Eighty percent of major European insurance carriers have started to implement Solvency II, a new survey from the accounting firm Ernst & Young, New York, finds.
Solvency II, a directive of the European Commission, seeks to ensure the financial soundness of insurers doing business in Europe. The commission is scheduled to submit a draft of its provisions to the European Parliament in July. If approved, implementation would start in 2008 and is planned to be completed in 2010.
Although 61% of 54 large European insurers E&Y surveyed see Solvency II as a means to improve all facets of their risk management, many said they were far short of being ready.
The surveyed companies were spread across 16 countries and had average assets of close to $138 billion.
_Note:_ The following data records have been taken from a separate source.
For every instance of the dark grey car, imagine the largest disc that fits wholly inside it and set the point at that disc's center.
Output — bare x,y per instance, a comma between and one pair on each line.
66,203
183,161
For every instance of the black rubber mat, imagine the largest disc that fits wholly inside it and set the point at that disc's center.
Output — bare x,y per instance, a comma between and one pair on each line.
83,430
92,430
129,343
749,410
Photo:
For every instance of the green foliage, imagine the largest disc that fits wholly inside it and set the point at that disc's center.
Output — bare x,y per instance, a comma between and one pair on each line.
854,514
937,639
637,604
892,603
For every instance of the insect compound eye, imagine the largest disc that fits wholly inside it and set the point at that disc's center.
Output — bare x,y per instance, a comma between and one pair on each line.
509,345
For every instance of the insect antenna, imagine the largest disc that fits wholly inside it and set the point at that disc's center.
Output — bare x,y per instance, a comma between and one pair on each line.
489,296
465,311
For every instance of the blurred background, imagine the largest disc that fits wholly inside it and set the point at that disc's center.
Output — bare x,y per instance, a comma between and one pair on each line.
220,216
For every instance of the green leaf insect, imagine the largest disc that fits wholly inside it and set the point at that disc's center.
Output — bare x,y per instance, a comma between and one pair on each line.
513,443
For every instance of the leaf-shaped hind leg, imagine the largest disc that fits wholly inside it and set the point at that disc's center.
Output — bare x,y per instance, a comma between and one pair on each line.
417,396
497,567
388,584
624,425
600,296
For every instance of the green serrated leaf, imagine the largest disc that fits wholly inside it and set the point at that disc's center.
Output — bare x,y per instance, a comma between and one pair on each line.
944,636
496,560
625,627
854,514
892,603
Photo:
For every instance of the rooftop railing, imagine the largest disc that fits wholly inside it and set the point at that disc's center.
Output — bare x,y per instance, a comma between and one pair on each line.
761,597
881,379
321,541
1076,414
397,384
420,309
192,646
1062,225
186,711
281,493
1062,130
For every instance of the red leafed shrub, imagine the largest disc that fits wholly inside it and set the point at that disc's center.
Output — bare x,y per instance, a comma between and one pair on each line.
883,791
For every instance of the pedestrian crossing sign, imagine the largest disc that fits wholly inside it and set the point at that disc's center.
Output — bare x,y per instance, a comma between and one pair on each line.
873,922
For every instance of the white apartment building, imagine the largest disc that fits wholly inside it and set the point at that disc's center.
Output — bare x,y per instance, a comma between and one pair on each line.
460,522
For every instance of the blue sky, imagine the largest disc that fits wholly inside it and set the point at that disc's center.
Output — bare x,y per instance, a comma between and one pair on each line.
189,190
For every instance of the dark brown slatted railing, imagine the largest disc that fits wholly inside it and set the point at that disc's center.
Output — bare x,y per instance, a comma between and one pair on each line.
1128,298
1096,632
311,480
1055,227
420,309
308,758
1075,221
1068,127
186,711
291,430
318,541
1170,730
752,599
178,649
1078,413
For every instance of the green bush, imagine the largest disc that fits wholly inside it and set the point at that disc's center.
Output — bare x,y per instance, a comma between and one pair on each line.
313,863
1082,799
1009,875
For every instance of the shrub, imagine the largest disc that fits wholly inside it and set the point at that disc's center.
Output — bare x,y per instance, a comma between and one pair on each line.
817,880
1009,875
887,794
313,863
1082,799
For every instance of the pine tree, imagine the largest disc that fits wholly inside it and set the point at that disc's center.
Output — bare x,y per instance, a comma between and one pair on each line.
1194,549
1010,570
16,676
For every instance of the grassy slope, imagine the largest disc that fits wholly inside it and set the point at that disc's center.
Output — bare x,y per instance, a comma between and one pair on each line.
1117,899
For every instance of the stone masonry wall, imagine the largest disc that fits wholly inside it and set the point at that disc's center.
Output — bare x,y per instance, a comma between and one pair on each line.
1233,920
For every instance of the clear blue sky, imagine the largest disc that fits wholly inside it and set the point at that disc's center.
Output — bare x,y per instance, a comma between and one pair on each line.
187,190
In a recent teleconference, Lex van Overmeire, head of Ernst & Young’s Solvency II taskforce, noted that Solvency II increases pressures on insurers in Europe to develop sound internal economic models, improve information systems, enhance data collection and upgrade the skills of managers within their organizations.
While 30% of insurance executives surveyed think of Solvency II as just another regulatory nuisance, 61% believe it would improve their company’s ability to manage risks and encourage an improved understanding of risk throughout their organization.
Among surveyed carriers, 20% think their current capital models already comply with Solvency II, while almost 50% thought their internal models need major improvements to meet its requirements.
The findings suggest the industry in Europe is moving toward thorough assessment of capital needs, E&Y experts concluded. That can lead to better use of capital on hand, improved business planning, better product pricing and more significant profit objectives, they noted.